ベッドの中で照れていたら、寝惚け眼のグラッドに

「リオの恥ずかしさの基準は面白いね」

と無邪気に笑われた。

恥ずかしい。

朝食を軽くとって、ティエラとのお茶会に向かうため支度を整える。

グラッドはルークの様子を見に行くという。セシルからの報告ではまだ寝ているようだ。

「リオ様、念の為に持ってきた体力回復剤があるのですが、宜しければルーク様に分けてもよろしいですか?」

ミランダからそう声をかけられる。

「はい。お願いします。ティア様にもお持ちしましょう」

「かしこまりました」

ティエラからティアも誘っていること、忙しいため無理そうだとは聞いた。

婚約パーティーの直前まで仕事をしているなら、必要だろう。

向かったお茶会室には、ティエラとティアがいた。

同席できるならその場で渡せる。

「おはようございます。ティエラ様、ティア様。」

「おはようございます、リオお姉様。」

ティエラにとってみればどちらもお姉様か。可愛い。

「リオ様。おはようございます。昨日はありがとうございました。弟の件も」

「いいえ。いいのです。わたくしは、たまたまティエラ様を追っていっただけですもの」

「ティア様、リオお姉様は」

「ティエラ様、やり直しを要求します」

ティエラが話すのを遮る。ティアとティエラは驚いた顔で私を見る。

「ティエラ様、そうではありませんよね?」

私が微笑むとティエラが真っ赤になって

「ティア、お、姉様」

言い直す。すると赤面が伝染した。

「お二人ともほっぺが真っ赤でお揃いですよ」

「リオ様、揶揄わないでください」

「そうですわ」

口を揃えて言う。
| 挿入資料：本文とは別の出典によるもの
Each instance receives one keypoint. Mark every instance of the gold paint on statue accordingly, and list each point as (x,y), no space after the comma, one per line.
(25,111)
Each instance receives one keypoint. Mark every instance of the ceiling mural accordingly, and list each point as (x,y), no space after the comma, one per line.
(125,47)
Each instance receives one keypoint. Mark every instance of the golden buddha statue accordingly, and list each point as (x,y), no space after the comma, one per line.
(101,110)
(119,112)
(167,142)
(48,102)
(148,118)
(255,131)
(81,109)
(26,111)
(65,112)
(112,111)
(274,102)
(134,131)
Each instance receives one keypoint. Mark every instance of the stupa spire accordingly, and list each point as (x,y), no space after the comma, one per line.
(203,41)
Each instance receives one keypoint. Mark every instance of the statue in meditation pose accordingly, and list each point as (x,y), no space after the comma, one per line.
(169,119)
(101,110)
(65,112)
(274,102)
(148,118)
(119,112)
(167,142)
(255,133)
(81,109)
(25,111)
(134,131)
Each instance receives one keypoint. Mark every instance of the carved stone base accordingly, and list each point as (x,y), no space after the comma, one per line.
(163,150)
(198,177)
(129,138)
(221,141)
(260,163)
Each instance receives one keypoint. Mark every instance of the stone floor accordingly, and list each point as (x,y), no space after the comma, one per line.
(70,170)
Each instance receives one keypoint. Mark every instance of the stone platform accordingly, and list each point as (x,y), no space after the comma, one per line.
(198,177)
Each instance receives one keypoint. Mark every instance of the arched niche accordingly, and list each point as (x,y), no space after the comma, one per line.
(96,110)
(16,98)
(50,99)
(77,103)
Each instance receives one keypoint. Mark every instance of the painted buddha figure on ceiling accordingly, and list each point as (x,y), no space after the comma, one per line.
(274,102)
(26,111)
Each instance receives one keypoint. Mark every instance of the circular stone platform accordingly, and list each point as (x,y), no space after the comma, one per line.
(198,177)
息ぴったりだ。

「ふふ。ティア様、わたくしもお姉様とお呼びしてもよろしいですか?」

おねだりをすると

「え」

困惑が手に取るように分かる。だが、ここは空気は読まない。

「お嫌ですか?わたくし、ティア様が初めてのお姉様なので楽しみにしておりましたの。」

可愛い妹演出をして

「か、構いません」

了解を獲得する。

ミランダの視線が痛いが無視だ。

「本当ですか?そ、それでは、こほん。ティア姉様」

「…は、はい」

「ティア姉様の髪は柔らかそうなのですが、どのようなお手入れをしているのですか?」

ティアの髪はストレートなのに固さを感じさせない柔らかな髪質だ。手入れで変わるなら試してみたい。

「わたくしも気になっておりました!」

ティエラも食いつく。ティエラも柔らかそうだが、グラッドと似てるなら結構しっかりした髪質だろう。

「わたくし、実は髪が細くて。」

「近くでみてもよろしいですか?」

「はい」

私とティエラはティアの側に寄って髪に触れる。

ほっそ、まじかぁ。将来的に困る細さだ。

「これは細いですね。」

色々飲み込んだ末に出てきた言葉に

「リオ様の髪はサラサラでこしもあって程よい太さで、わたくし羨ましいです。」

ティアが私の髪と比べて俯く。

「わたくしはすぐ解けるので纏めるにも大量に整髪剤を使います。昨夜のティア姉様の髪型が羨ましかったのです」

「リオ様」

そんな悩みが?と話していると

「こんなに髪の毛って違うものなのですね。」

ティアの髪に触れたティエラがぽつりと呟く。

その声にティアが

「ティエラ様の髪質も羨ましいです」

微笑む。

「ティアお姉様はわたくしの髪質が良いのですか?」

「だってしっかりしているし、わたくし達の両親は二人共薄毛で悩んでいたの。だから」

「季節の変わり目は抜け毛も増えますし、緊張状態が続くと髪も抜けますから。お手入れが大変ですよね」

互いの手入れの仕方を話したり愛用の品を紹介したり髪の悩みで盛り上がる。

ティエラとティアの侍女も互いに顔を見合わせているところを見ると、侍女達にとっても懸念事案だったようだ。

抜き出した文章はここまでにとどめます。